I have messages arriving with very large blocks of broken JSON. These logs fail to parse when they arrive, so I'm using Filebeat to read from logstash-plain.log and feed them back in for extra processing. Each log contains 30+ individual events separated by commas, but the first and last event are getting clipped somewhere in the pipeline. I was hoping to use the mutate plugin to gsub a unique sequence between each event, then use the split function to break them apart into individual messages before sending those back through the JSON parser for processing. I realize the first and last events are unusable, but at least I would get the 30 or so in the middle.
The messages arriving look like this:
tamp\": 124386584932940, \"host\": \"host.sys.name\" , \"name\":\"name\" } , { \"timestamp\": 124386584932940, \"host\": \"host.sys.name\" , \"name\":\"name\" } , { \"timestamp\": 124386584932940, \"host\": \"host.sys.name\" , \"name\":\"name\" } , (repeats 30+ times)
There are commas and spaces all over these logs, so I have to use the entire string } , { to target the comma between events. I need to preserve the brackets on either side so the JSON still works and I need to change the comma to something unique I can use to split later.

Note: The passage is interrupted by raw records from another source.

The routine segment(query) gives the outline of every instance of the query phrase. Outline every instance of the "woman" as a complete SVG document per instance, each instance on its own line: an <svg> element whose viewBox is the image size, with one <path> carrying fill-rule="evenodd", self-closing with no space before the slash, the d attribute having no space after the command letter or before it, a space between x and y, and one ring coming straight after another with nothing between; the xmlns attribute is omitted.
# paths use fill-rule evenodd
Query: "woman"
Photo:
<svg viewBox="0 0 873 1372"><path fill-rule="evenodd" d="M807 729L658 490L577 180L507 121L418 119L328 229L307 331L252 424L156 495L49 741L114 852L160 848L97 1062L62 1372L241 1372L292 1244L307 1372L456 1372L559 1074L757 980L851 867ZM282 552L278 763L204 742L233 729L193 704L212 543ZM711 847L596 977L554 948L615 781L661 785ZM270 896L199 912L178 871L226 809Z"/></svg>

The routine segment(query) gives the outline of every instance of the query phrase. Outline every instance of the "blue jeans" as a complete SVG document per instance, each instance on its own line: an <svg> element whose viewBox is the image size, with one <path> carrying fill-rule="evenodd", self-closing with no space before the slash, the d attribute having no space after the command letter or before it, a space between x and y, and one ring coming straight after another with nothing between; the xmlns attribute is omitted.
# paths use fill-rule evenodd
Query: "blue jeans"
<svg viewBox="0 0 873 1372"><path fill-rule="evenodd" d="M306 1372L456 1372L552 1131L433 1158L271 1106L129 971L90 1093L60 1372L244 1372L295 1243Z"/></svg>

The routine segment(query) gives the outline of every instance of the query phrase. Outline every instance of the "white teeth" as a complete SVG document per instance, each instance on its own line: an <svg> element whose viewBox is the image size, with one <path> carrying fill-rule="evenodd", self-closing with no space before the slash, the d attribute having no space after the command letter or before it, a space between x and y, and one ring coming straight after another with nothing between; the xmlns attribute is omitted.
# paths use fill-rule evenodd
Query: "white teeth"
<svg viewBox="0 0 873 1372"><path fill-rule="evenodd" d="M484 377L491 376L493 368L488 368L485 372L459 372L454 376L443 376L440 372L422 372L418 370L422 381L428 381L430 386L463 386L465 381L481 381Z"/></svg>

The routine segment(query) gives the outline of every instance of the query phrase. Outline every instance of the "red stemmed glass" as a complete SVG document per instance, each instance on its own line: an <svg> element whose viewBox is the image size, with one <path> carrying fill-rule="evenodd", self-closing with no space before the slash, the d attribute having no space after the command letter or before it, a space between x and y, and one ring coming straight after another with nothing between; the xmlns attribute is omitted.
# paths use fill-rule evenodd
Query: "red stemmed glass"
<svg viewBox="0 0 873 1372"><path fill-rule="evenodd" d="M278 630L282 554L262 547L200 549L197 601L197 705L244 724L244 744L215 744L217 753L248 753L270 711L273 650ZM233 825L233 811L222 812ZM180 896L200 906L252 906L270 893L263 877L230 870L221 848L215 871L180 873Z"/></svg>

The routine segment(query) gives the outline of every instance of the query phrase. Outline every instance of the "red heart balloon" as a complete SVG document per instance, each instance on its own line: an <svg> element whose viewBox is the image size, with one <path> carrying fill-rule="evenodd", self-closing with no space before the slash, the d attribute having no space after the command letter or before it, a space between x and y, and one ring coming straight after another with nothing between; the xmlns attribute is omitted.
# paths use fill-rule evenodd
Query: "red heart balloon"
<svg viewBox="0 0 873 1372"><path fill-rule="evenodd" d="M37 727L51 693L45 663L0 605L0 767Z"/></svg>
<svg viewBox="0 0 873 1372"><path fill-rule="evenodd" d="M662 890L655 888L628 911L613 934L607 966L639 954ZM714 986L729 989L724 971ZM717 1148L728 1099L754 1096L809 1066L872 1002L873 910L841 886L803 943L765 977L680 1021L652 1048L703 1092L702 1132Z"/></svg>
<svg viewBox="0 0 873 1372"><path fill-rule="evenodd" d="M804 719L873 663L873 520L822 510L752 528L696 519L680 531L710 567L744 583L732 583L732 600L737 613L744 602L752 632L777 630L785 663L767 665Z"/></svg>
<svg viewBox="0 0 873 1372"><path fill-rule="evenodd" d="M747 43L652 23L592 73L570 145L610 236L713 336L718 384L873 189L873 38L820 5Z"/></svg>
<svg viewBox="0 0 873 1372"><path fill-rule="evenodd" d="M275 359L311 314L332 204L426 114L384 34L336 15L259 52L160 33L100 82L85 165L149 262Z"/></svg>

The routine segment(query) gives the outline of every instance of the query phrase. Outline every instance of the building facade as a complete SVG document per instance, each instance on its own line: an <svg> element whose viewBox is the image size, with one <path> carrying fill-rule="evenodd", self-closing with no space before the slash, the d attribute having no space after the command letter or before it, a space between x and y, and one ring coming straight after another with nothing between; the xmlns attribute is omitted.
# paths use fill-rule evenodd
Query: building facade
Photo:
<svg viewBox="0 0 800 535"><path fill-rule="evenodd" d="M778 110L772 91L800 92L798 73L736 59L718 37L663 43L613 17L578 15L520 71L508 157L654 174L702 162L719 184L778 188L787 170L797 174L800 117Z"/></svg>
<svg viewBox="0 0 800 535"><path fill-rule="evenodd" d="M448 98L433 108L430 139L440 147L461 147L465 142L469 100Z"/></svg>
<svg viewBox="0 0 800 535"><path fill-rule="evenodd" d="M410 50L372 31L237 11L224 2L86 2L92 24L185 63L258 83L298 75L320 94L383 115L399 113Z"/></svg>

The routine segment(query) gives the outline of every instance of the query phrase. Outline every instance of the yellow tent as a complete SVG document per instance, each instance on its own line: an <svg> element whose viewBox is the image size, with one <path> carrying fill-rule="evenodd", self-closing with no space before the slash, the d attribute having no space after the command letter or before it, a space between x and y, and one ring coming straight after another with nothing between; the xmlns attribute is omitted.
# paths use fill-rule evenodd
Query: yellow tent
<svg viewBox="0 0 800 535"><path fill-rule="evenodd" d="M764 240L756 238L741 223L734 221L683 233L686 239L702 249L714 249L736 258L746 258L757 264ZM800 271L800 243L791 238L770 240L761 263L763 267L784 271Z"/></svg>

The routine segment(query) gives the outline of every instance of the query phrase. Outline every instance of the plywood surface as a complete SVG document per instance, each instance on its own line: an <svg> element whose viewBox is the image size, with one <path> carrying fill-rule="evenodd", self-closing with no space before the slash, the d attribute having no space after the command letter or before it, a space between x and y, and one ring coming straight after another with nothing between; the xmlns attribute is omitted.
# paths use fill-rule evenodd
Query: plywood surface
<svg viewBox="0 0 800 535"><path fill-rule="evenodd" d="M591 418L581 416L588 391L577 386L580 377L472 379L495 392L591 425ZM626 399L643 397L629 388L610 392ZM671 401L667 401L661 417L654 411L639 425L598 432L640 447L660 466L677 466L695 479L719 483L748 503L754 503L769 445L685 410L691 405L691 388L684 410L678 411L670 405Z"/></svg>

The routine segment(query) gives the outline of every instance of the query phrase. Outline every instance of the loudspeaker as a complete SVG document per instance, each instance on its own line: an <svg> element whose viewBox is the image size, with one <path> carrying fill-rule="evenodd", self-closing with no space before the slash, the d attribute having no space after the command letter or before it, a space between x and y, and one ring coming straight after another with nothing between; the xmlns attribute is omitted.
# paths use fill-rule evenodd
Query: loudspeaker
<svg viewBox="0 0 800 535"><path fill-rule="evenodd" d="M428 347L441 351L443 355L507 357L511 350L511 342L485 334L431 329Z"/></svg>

To that end, I set up the following code block:
mutate {
gsub => [
"message", "} , {", "}XX.XX{"
]
}
When my logs run through this function, instead of replacing } , { with }XX.XX{ it replaces with }, {
I know that both } and , are special characters in conf files, but when I try to escape those with \ the results are still the same. What's the correct format for this function to work?